Legal Question in Business Law in California
Implications of leaving an S-Corp as a partner?
Hi there.
I am a 15% shareholder in a small (5 person) S-Corp. If I want to leave the company and forfeit my shares, are there any legal implications of doing so? Is it just a matter of saying, ''I am out of here'', or is a more formal process to go through?
One of our founders put in all of the money for this startup, but we haven't made any money.
Thanks for the help.
2 Answers from Attorneys
Re: Implications of leaving an S-Corp as a partner?
Shareholders in corporations aren't partners. Partners can withdraw from a partnership. Shareholders cannot (and need not) dissociate themselves in the same way.

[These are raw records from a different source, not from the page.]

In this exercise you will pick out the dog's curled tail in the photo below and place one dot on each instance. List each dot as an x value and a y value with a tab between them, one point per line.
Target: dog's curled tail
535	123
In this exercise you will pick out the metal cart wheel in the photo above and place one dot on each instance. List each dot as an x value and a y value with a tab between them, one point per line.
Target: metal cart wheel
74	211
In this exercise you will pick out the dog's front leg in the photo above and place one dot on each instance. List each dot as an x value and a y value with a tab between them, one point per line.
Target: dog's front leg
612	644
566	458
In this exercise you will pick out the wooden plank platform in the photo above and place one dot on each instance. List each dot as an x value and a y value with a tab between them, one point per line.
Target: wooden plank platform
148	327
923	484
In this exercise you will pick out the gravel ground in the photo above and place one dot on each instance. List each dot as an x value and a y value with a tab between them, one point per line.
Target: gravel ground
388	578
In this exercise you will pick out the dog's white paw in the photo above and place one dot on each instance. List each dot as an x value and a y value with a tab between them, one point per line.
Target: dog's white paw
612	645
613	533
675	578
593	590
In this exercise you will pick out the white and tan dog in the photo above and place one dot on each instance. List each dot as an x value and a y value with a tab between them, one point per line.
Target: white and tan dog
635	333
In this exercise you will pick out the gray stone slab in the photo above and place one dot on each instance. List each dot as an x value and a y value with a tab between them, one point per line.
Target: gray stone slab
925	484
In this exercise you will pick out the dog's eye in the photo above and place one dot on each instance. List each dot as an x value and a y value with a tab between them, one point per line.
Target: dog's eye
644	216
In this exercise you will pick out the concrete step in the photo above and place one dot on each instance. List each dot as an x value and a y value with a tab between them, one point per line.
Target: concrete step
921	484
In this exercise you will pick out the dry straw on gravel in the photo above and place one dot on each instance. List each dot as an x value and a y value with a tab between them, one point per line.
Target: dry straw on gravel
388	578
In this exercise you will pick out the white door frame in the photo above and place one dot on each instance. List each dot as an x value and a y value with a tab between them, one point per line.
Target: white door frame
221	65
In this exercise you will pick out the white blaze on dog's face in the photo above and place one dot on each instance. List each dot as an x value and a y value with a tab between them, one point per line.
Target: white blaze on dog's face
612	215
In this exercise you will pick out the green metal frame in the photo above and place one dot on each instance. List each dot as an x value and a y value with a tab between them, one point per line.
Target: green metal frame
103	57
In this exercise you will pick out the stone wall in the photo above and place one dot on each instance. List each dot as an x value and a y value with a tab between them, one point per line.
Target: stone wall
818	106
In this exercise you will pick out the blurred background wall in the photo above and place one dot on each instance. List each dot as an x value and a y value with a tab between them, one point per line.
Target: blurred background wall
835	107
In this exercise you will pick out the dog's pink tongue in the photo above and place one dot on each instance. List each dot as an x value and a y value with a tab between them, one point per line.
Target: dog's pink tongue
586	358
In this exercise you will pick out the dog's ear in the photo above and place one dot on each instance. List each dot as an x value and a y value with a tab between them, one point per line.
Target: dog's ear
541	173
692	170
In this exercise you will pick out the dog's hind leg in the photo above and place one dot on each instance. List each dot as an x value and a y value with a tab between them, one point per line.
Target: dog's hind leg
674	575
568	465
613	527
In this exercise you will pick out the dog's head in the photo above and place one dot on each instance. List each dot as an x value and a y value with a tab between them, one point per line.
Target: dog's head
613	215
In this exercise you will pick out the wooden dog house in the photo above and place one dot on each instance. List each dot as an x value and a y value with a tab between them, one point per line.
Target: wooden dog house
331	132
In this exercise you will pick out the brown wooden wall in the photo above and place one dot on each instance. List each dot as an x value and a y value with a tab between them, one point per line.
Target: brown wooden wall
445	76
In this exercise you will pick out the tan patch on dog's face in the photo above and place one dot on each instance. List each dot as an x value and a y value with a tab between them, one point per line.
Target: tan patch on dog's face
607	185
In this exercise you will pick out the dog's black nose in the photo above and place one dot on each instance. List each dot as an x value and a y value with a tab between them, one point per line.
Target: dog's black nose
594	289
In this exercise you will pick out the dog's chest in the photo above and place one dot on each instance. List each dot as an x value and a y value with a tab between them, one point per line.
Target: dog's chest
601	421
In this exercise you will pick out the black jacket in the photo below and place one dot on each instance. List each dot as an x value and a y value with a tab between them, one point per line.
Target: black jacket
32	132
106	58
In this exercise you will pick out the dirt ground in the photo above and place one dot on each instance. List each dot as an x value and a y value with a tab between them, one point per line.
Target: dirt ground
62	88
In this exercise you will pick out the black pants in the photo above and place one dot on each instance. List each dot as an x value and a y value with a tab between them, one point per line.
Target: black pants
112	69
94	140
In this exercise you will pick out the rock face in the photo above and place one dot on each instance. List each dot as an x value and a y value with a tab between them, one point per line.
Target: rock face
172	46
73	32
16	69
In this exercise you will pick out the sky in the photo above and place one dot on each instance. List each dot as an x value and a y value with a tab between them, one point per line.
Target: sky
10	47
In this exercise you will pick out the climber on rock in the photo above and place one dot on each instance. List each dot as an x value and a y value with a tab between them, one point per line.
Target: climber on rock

You can indeed just say, "I'm outta here!" and if you put it in writing with a bit more formality and hand it to the president or secretary of the corporation (perhaps with a few more details!) you can effectively resign as a director (if you were one) and/or as an officer (if you were one).
However, you'll remain a shareholder. There is no way I know of to forfeit your shares in a corporation, nor to force the corporation or any other shareholder to buy them back, or accept them back as a gift. They kinda stick to you. This becomes a particular problem when you'd like to be rid of them to establish a tax loss to get the writeoff. Of course, if you paid nothing for them in the first place, you'd have a zero basis and no loss would be possible. I have had the same problem personally, holding small business shares that no one wanted and thus I couldn't establish a loss by dumping them at 1c on the dollar.
Corporations sometimes have buy-sell agreements where a withdrawing owner can oblige the company to but his shares, or vice-versa and company can require the departing holder to sell back the shares, but I'd guess this corporation or its co-promoters have no such arrangement.
There are four other shareholders; my suggestion would be, if nothing compels you to sell them in any particular way or to any particular person, to offer your 15% stake (the shares) to whichever of the other four will give you the highest price - or any price - just to be rid of them.
Since it's an "S" corp. be sure they give you K-1 forms for your tax return, and talk to your tax preparer about your capital gain or loss and any flow-through benefit you get from the corporation's losses.
Re: Implications of leaving an S-Corp as a partner?
talk to your tax man about the consequences. Legally, just ensure proper documentation of the stock transfer back to the company.